I'm not sure why you're making your crack about repairing it in place vs. reducing the airplane back to an ARC and starting over. That's almost as crazy as hanging it on the wall and starting from bare balsa. If the actual problem doesn't require it, it's
more crazy. Finishing a plane is a huge part of the total work, and any repair approach should -- quite rightly -- be assessed with an eye toward the damage it's going to do to the finish. I suppose that one could make the claim that because you don't get appearance points in FAI that you could fudge this -- I wouldn't, unless it was making the difference between going and not going.

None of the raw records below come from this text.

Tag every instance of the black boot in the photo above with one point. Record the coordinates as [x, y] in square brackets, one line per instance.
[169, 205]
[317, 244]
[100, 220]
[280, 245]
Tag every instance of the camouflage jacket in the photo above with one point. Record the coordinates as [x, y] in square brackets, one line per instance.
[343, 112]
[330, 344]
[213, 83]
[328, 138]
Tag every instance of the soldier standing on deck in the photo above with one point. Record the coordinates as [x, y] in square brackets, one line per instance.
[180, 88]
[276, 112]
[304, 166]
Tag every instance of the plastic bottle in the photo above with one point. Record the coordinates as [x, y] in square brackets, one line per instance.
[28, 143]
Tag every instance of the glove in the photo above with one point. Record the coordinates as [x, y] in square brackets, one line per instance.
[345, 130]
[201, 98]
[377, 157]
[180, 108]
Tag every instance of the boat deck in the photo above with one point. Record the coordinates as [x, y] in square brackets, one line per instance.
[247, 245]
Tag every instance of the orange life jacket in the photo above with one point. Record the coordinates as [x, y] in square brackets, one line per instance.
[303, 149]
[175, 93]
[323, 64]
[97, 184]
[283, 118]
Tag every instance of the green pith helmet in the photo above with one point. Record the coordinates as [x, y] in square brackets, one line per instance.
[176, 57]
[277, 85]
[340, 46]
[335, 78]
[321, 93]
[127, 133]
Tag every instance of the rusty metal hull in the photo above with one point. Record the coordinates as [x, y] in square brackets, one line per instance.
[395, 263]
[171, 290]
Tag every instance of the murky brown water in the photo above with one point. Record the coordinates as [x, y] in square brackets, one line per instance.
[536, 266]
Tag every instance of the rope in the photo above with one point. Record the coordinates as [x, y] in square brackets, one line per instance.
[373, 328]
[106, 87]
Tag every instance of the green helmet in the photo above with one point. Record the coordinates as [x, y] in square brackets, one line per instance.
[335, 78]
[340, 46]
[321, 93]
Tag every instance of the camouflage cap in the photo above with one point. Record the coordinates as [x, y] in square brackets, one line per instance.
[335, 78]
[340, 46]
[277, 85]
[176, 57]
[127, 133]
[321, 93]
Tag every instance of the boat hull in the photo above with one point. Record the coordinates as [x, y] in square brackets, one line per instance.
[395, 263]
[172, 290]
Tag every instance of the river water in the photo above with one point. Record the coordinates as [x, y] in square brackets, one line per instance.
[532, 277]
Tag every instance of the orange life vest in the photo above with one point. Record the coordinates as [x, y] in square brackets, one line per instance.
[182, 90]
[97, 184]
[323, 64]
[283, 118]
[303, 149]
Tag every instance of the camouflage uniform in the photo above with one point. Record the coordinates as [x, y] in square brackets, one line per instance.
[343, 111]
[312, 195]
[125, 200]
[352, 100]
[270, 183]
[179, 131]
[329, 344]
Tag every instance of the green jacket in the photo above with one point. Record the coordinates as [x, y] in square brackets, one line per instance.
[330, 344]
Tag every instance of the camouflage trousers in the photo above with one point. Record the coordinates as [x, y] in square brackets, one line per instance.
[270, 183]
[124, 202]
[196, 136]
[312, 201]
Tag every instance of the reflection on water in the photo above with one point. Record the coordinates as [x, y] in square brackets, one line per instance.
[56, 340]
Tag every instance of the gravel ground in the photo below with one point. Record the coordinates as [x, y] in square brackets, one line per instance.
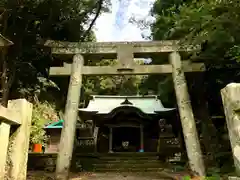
[108, 176]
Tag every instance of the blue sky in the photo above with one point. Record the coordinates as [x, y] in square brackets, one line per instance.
[115, 26]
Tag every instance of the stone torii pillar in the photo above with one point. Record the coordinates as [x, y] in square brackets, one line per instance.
[70, 119]
[231, 102]
[186, 115]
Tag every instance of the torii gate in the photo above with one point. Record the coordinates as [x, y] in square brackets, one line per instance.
[125, 52]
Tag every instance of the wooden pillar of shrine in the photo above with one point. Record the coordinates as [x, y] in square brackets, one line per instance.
[186, 115]
[70, 118]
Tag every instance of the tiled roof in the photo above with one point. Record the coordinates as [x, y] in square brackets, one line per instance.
[106, 104]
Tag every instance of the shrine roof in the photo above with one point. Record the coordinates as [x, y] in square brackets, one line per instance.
[101, 104]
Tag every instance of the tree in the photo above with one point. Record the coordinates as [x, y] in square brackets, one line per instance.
[28, 23]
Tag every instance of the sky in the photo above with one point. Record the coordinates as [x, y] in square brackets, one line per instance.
[115, 25]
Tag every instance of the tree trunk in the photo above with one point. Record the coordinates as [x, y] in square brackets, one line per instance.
[187, 118]
[231, 103]
[208, 130]
[70, 119]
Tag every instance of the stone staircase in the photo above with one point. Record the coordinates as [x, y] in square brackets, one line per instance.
[128, 162]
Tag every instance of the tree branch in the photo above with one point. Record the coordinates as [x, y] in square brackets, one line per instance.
[100, 2]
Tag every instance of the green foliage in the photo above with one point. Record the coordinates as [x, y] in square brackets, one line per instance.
[111, 85]
[43, 114]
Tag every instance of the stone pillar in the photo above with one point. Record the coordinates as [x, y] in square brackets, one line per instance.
[19, 141]
[4, 139]
[141, 139]
[70, 119]
[186, 115]
[110, 140]
[231, 102]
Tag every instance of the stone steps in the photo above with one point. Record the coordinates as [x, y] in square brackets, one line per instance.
[128, 162]
[128, 169]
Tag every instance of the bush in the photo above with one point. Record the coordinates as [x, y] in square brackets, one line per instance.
[43, 114]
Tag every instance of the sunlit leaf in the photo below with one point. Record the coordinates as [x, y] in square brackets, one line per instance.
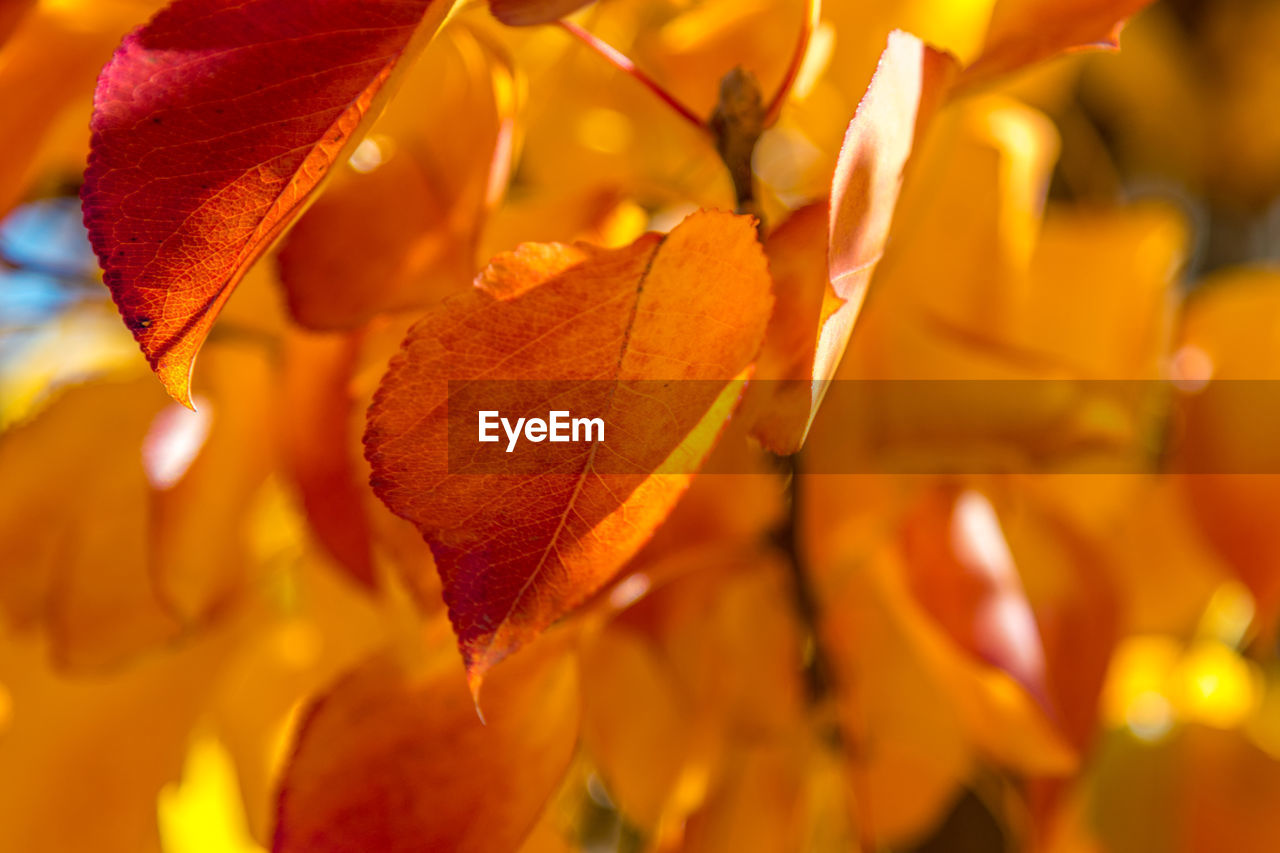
[393, 756]
[519, 551]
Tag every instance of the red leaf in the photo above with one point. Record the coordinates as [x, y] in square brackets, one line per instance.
[398, 761]
[517, 551]
[528, 13]
[211, 126]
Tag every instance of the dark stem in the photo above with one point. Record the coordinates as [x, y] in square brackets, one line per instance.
[737, 124]
[817, 666]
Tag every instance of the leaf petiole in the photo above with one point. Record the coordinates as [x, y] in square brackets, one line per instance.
[624, 63]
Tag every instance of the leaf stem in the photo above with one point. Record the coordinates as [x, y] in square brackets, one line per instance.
[813, 12]
[826, 690]
[624, 63]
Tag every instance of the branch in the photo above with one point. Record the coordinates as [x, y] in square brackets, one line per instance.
[624, 63]
[813, 12]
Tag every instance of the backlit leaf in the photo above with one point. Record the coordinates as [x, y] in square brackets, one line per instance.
[517, 551]
[211, 127]
[398, 227]
[1025, 31]
[392, 758]
[526, 13]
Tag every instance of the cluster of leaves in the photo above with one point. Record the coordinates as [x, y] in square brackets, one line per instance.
[775, 658]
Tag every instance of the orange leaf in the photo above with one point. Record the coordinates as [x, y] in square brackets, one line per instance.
[211, 126]
[517, 551]
[391, 760]
[1027, 31]
[315, 438]
[528, 13]
[403, 233]
[961, 571]
[826, 288]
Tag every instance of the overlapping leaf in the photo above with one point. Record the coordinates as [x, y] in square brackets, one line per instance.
[393, 758]
[213, 124]
[526, 13]
[403, 233]
[908, 87]
[517, 551]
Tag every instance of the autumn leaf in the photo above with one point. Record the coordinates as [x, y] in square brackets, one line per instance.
[393, 758]
[516, 552]
[1027, 31]
[1225, 443]
[961, 571]
[897, 106]
[211, 127]
[316, 386]
[528, 13]
[398, 228]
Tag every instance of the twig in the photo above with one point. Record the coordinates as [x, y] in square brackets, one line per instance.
[813, 12]
[624, 63]
[737, 124]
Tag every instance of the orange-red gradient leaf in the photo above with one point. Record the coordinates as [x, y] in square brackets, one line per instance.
[397, 229]
[528, 13]
[1027, 31]
[211, 127]
[598, 328]
[393, 760]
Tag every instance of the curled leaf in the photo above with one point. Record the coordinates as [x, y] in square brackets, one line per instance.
[823, 256]
[1027, 31]
[398, 760]
[584, 329]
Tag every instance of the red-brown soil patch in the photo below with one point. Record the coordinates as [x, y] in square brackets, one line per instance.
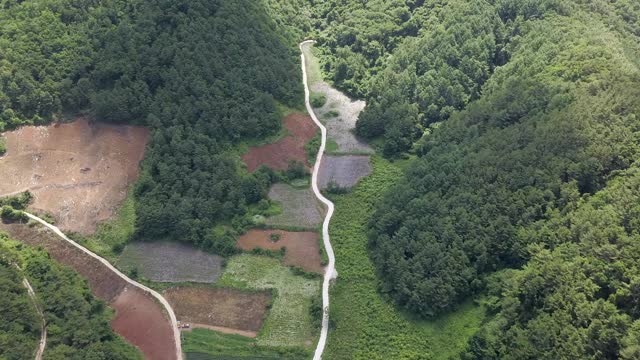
[79, 172]
[302, 249]
[291, 147]
[139, 319]
[222, 307]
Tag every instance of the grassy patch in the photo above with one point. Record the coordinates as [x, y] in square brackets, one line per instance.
[331, 147]
[202, 344]
[289, 322]
[318, 99]
[367, 326]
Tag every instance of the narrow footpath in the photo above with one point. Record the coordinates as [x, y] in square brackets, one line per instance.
[43, 323]
[160, 298]
[330, 271]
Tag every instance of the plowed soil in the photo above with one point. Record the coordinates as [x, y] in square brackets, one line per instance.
[344, 171]
[302, 248]
[139, 319]
[79, 172]
[291, 147]
[300, 207]
[220, 307]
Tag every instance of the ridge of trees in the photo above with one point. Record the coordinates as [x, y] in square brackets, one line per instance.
[203, 75]
[527, 191]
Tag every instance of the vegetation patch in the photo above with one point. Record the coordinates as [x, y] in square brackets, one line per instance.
[300, 207]
[366, 325]
[165, 261]
[318, 100]
[139, 318]
[343, 171]
[220, 307]
[288, 323]
[202, 344]
[77, 322]
[301, 248]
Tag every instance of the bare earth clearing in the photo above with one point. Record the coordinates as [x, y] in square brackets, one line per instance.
[300, 207]
[291, 147]
[345, 170]
[170, 262]
[339, 128]
[79, 172]
[302, 248]
[228, 309]
[139, 319]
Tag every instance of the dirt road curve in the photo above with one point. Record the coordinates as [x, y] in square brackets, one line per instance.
[43, 326]
[330, 271]
[160, 298]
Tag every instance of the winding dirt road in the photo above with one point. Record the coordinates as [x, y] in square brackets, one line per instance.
[330, 271]
[43, 325]
[160, 298]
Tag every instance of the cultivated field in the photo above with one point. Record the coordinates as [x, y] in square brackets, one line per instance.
[302, 248]
[291, 147]
[170, 262]
[222, 309]
[139, 319]
[79, 172]
[300, 207]
[288, 323]
[344, 171]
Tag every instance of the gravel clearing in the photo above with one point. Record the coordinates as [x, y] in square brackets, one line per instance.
[345, 171]
[340, 128]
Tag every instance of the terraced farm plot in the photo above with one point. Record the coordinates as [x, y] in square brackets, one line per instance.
[223, 309]
[300, 207]
[302, 248]
[344, 171]
[170, 262]
[277, 155]
[288, 322]
[139, 319]
[79, 172]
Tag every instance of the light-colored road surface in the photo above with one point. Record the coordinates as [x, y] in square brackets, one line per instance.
[160, 298]
[43, 326]
[330, 271]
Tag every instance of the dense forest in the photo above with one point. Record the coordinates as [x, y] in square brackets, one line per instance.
[523, 117]
[77, 323]
[203, 75]
[525, 190]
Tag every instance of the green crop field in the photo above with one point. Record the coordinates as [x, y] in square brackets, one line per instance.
[289, 322]
[202, 344]
[365, 325]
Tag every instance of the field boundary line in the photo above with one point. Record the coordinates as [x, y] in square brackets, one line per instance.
[330, 271]
[160, 298]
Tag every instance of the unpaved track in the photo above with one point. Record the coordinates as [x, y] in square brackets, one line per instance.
[330, 271]
[43, 325]
[160, 298]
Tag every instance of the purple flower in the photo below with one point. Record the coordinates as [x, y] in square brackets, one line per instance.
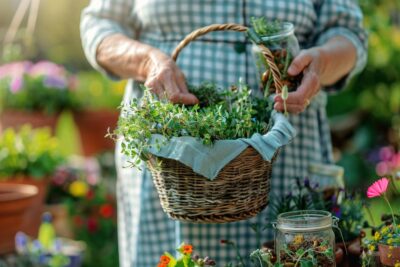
[57, 245]
[15, 69]
[382, 168]
[55, 82]
[337, 212]
[307, 183]
[21, 242]
[16, 84]
[36, 246]
[386, 153]
[47, 68]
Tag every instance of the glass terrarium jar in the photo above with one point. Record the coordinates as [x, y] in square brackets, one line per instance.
[305, 238]
[284, 46]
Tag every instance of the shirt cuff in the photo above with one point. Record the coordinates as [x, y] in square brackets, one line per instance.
[94, 37]
[361, 59]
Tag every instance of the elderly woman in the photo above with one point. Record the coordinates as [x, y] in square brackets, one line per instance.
[132, 39]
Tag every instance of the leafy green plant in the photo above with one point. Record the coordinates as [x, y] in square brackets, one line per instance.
[264, 28]
[186, 259]
[95, 91]
[298, 253]
[28, 152]
[236, 113]
[307, 196]
[44, 87]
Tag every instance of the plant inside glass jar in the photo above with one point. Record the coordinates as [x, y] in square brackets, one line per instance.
[279, 38]
[306, 250]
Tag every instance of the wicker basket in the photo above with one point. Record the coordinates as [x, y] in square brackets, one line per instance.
[240, 190]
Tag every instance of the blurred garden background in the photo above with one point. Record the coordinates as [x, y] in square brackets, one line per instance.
[365, 117]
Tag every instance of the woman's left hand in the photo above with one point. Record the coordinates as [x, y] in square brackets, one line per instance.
[310, 62]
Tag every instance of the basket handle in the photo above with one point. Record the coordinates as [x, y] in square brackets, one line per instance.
[276, 75]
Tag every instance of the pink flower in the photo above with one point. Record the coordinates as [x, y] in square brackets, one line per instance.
[378, 188]
[16, 84]
[386, 153]
[382, 168]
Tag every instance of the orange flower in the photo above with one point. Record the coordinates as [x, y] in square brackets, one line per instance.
[187, 249]
[164, 259]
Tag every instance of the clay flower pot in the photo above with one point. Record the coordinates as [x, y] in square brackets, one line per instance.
[61, 220]
[16, 118]
[389, 255]
[93, 125]
[31, 226]
[16, 201]
[354, 251]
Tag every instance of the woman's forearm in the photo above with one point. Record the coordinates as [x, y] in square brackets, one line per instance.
[124, 57]
[338, 58]
[127, 58]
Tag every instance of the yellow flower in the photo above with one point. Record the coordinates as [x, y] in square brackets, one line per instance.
[78, 189]
[385, 230]
[298, 239]
[377, 236]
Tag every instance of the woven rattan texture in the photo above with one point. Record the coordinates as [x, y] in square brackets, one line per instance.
[240, 190]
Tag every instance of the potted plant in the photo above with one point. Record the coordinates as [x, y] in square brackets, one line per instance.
[29, 156]
[81, 187]
[346, 206]
[386, 238]
[223, 122]
[34, 93]
[97, 111]
[186, 258]
[47, 250]
[15, 202]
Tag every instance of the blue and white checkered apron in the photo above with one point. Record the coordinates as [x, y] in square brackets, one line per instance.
[145, 231]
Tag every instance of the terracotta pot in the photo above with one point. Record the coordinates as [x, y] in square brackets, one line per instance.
[389, 255]
[61, 220]
[16, 118]
[93, 125]
[16, 201]
[31, 226]
[352, 258]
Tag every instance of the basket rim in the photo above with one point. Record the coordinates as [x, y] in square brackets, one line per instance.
[209, 160]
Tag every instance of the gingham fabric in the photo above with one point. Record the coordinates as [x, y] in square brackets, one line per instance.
[145, 232]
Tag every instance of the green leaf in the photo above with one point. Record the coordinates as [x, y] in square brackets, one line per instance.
[306, 263]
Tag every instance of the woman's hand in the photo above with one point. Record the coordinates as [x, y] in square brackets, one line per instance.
[166, 80]
[321, 66]
[310, 62]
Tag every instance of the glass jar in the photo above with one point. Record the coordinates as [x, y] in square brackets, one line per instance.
[284, 47]
[305, 237]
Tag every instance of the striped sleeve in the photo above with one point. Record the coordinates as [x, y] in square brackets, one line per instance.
[102, 18]
[342, 18]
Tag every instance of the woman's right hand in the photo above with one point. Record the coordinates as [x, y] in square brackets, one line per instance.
[165, 79]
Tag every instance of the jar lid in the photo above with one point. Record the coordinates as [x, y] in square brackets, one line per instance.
[286, 29]
[304, 221]
[326, 169]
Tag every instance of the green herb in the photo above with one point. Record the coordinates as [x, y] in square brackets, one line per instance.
[224, 114]
[264, 28]
[32, 153]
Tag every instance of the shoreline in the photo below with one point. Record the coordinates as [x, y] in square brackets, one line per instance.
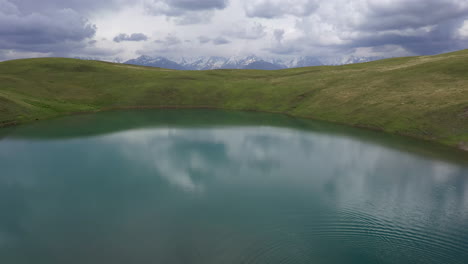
[462, 146]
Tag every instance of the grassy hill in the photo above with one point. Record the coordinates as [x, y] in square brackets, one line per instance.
[424, 97]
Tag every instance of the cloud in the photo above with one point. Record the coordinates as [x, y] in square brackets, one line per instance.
[56, 31]
[186, 11]
[255, 31]
[221, 41]
[203, 39]
[278, 8]
[133, 37]
[279, 34]
[81, 6]
[418, 26]
[169, 40]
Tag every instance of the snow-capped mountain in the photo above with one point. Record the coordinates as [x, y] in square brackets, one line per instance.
[159, 62]
[239, 62]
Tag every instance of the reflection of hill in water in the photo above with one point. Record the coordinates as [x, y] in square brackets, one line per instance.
[88, 125]
[237, 194]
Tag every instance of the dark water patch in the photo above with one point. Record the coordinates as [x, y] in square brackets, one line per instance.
[180, 186]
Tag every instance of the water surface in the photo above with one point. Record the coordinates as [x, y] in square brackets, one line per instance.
[186, 186]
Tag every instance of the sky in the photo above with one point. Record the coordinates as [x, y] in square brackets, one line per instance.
[125, 29]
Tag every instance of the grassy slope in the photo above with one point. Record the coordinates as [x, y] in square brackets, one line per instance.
[425, 97]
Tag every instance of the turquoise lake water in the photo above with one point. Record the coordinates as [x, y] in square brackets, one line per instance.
[202, 186]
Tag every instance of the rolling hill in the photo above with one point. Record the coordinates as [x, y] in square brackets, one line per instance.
[424, 97]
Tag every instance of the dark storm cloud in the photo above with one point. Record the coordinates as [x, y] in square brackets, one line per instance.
[50, 31]
[29, 6]
[132, 37]
[54, 27]
[255, 31]
[439, 39]
[400, 15]
[221, 41]
[277, 8]
[203, 39]
[181, 7]
[419, 26]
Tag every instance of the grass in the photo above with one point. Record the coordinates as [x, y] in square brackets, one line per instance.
[424, 97]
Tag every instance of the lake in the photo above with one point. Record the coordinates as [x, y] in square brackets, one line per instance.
[204, 186]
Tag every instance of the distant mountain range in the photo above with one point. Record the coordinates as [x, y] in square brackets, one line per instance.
[247, 62]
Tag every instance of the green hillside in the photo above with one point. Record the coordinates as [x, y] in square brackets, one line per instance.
[424, 97]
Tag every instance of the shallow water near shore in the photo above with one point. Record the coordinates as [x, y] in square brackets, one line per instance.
[205, 186]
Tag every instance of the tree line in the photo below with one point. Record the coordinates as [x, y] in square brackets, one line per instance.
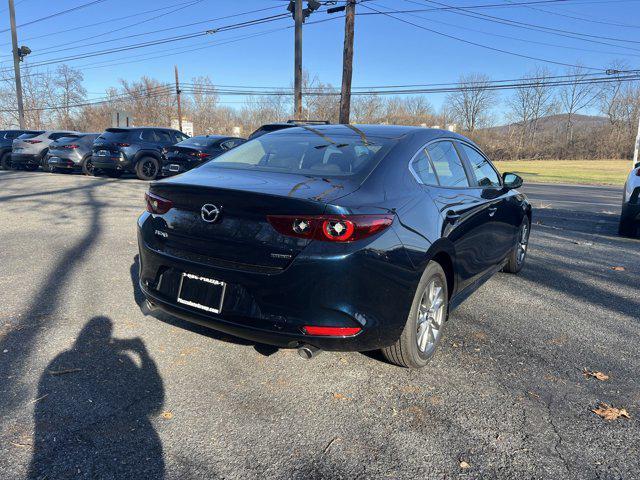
[542, 119]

I know that I was recommending an approach that might avoid any damage to the external finish of the plane, but that was prefaced with an 'if', and that 'if' was if the damage was what I thought it was. And I didn't even take the approach that certain other contributers to this forum do, and tell him what to do while assuming that I was the only human being in the whole entire history of the race that has ever possessed a sense of judgment. Instead, I figured that even at his age he's accomplished enough that I can just
suggest an approach, and trust him to decide on the details. Clearly, if the repair is going to fix damage that doesn't matter then it is pointless.
So, Paul Walker suggested a problem, and an appropriate fix that could be carried out without disturbing the external finish -- are you suggesting that it's better that Matt get out the knife and saw and 'remove the fuselage' if that turns out to be the problem? Instead of sanding a cruddy few square inches of paint off of a section of the plane that'll never be seen, and putting in some cruddy unfinished doublers that will again never be seen, and maybe getting out an acid brush and slathering some cruddy plain old epoxy glue on it so it doesn't absorb fuel? This one-afternoon task is
worse than ripping the whole plane apart and starting over?